Please note that all the assertion events are enabled for the hot swap sensor and therefore the assertion event mask is set to 0x00ff , tol allow tracking of any FRU state change
4. Test and results
4.1 PEM deactivation/activation
To verify if traps can be received when there is a FRU state change for a PEM, you can use the CLI to deactivate/activate the PEM B of the 5140 chassis.
Initial state of PEM B is active :
CLI> fru 20 7
20: FRU # 7 Entity: (0xa, 0x61) Hot Swap State: M4 (Active), Previous: M3 (Activation In Process), Last State Change Cause: Normal State Change (0x0) Device ID String: "PEM B"
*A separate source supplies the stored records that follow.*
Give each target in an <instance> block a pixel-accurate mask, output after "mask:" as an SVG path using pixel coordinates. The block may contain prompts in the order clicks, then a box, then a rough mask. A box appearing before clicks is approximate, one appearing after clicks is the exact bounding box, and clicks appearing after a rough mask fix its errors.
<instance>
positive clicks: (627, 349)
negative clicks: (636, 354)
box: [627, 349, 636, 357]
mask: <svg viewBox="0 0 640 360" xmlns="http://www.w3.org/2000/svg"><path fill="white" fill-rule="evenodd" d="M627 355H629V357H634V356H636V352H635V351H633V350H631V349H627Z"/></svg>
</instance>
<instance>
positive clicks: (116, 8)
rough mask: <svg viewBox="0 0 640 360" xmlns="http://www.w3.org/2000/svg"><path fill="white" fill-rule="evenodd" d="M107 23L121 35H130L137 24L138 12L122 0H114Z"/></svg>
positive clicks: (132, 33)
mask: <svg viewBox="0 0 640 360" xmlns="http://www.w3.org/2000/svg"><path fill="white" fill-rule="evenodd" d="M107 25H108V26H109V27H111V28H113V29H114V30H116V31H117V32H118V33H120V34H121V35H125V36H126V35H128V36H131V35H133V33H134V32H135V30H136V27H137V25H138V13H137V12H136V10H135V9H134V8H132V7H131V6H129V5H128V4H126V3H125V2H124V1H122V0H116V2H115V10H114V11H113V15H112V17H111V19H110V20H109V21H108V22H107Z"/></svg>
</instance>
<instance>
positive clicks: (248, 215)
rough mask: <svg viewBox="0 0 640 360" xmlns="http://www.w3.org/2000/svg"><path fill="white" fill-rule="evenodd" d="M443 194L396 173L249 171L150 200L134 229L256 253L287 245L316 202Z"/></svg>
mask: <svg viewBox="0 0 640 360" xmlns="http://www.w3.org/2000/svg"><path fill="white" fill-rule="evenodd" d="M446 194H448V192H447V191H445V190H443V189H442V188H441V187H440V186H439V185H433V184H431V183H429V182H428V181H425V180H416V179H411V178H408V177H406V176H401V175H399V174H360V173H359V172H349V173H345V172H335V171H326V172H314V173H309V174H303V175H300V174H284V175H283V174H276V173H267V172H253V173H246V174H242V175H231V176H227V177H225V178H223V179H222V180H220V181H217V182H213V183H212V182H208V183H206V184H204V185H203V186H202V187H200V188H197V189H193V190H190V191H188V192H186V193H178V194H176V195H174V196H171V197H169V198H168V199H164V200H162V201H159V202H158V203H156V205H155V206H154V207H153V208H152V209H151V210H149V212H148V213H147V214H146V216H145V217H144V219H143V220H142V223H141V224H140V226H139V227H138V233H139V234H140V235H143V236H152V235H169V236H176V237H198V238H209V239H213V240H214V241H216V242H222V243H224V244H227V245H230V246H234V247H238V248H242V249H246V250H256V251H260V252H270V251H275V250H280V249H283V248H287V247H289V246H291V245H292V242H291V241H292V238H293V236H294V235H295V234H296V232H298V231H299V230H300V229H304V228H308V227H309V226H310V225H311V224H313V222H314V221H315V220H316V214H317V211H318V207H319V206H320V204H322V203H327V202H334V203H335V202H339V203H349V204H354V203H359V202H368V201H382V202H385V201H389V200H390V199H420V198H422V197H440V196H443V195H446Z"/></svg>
There are two state changes above : M4 -> M6 -> M1
Two SNMP traps are generated, and below are more details concerning one of these traps (the one sent when PEM B goes into an M6 state).
When activating the PEM B, there are three state changes (M1 -> M2 -> M3 -> M4) and three traps are sent.
Please note that the SNMP trap format is specified in the Platform Event Trap Format Specification document.
4.2 SNMP Trap Details
The traps below are sent when PEM B state changes from M4 to M6.
Two important pieces of information are the specific trap field (in red below) and the variable bindings fields (in blue).
Byte 2 of the specific trap field shows the sensor type (f0 = hot swap) and the 4th byte is the event offset (06 = assertion to state 6= M6)
The variable bindings fields which are in bold, italic, underlined blue in the trace below are the following bytes:
- Byte 26 = Event Source Type = Class of device or type of software that originated the event - Byte 27 = Event Severity - Byte 28 = Sensor Device byte = Identifies the instance of the device that holds the sensor that generated the event - Byte 29 = Sensor Number
From v2.5.2 of the Pigeon Point System Shelf Manager software you can choose between three PET formats. Up until v2.5.1 the only available format was 0. Format 1 and 2 are more user-friendly
The values are defined as follows:
0 = the default IPMI format defined by IPMI Platform Event Trap Format v1.0 specification. 1 = plain text format; all the event details are sent as plain ASCII text in a single variable. 2 = multi-variable format; each event field is encoded as a separate variable
4.3 Fan Tray Removal and Insertion
This example, shows the sequence when a fan tray (1) is removed and and re-inserted.
When removed, it will cause a state change (M4 -> M7) and an SNMP trap will be sent with byte 4 of specific trap field = 07.
Byte 29 of variable binding fields was equal to 06 = FRU 4 hot swap sensor.
See the FAN tray state after having been re-inserted and operationally active.
CLI> fru 20 4
20: FRU # 4 Entity: (0x1e, 0x61) Hot Swap State: M4 (Active), Previous: M3 (Activation In Process), Last State Change Cause: Normal State Change (0x0) Device ID String: "Fan Tray 1"
When inserted, there are 4 state changes and 4 SNMP traps sent.
4.4 Chassis power cycle
Note that when a chassis is power cycled, several traps generated for the slots that are monitored including state changes for the monitored FRU units.